2. Be Aware Of What’s Open
Businesses are still recovering from the pandemic, and it’s important to realize that your favorite late-night spots might not be open during their normal pre-COVID hours yet. Many malls, stores, libraries, and coffee shops also have adjusted their hours, so make sure to check online or call before you go. Uber and Lyft are still operating, but under “no mask, no ride” policies.
3. Try “Going Out” Outside
College students are social creatures. To be social safely, try swapping large indoor gatherings like clubs and frat parties for outdoor ones like music festivals or theme parks. Even opting to meet with friends and classmates outdoors is better than finding a small study room.
4. Use Your Advisors
Feel lost in your academic or career path after virtual semesters? Your university’s career center or major advising office can help you plan for the next few pivotal years. Resume building and writing tutoring are other services that are indispensable during the job, professional, or graduate school application processes. Meet with an advisor to track your progress at least once a semester. This will not only help you stay organized but also give you confidence about the bigger picture of your future in a COVID or post-COVID world.
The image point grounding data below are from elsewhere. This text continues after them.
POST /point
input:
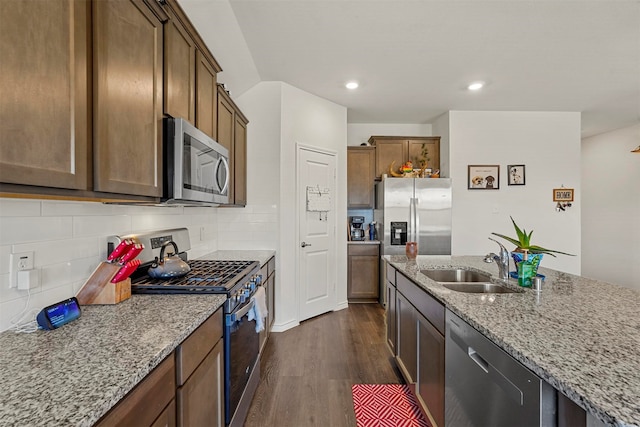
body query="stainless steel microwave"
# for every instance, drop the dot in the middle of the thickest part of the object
(196, 166)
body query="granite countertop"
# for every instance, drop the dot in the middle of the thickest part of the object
(580, 335)
(73, 375)
(364, 242)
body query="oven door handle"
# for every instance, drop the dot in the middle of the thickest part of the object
(242, 312)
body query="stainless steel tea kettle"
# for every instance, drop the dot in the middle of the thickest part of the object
(172, 266)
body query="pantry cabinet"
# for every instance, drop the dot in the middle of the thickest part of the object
(128, 96)
(232, 134)
(399, 149)
(360, 177)
(45, 128)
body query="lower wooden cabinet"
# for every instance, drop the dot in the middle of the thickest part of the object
(363, 283)
(430, 387)
(200, 401)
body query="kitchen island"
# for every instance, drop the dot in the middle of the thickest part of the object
(74, 375)
(580, 335)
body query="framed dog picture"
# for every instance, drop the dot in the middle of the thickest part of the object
(515, 174)
(483, 177)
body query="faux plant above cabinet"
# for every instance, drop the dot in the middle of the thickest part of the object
(232, 134)
(360, 176)
(190, 73)
(399, 149)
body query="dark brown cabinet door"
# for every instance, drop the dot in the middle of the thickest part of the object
(44, 122)
(200, 400)
(388, 151)
(431, 369)
(407, 338)
(179, 71)
(225, 126)
(363, 272)
(206, 96)
(360, 177)
(239, 161)
(399, 149)
(128, 97)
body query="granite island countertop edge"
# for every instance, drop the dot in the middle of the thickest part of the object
(478, 311)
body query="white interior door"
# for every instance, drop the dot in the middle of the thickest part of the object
(316, 231)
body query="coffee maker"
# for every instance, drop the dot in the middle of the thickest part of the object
(356, 224)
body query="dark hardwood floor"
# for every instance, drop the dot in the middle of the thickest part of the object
(308, 371)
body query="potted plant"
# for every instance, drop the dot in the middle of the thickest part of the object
(523, 243)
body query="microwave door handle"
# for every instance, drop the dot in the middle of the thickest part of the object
(223, 161)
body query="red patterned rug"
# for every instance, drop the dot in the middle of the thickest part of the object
(386, 405)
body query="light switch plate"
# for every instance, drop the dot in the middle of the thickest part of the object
(19, 262)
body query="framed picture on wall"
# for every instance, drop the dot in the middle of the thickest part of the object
(515, 174)
(483, 177)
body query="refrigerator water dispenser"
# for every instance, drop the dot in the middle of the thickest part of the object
(398, 233)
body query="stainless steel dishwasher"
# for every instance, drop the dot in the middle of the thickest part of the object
(484, 386)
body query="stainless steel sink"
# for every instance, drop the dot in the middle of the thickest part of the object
(478, 288)
(456, 275)
(467, 281)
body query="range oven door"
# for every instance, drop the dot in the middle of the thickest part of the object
(241, 348)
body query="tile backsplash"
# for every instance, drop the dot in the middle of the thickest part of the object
(69, 240)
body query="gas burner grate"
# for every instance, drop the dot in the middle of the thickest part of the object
(205, 276)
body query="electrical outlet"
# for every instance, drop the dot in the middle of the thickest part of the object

5. Make Personal Connections With Your Professors
Virtual learning has deprived students of more organic networking opportunities. Now is the time to make up for it! Ask lots of questions and regularly visit office hours. In large lecture classes, the professor usually only knows some students by name. You want to be one of them! Introduce yourself in a smaller setting and consistently reach out about the class or any overlapping shared interests.
6. Make A Plus-Delta Chart
The Coronavirus pandemic has changed the paths of most students in some way or another, and a Plus-Delta chart is a great way to clarify how it has affected you and how you can move forward. Under the plus (+) category, write/draw some advantages or opportunities that you have had during the past year and a half that you may not have had otherwise. Under the delta (Δ) category, write/draw some ways the pandemic has shifted the plans you had for the last year. Listing missed opportunities alongside gained ones can give valuable perspective. Think of how you can reschedule, revise, or replace things that you wanted to do safely in the upcoming school year.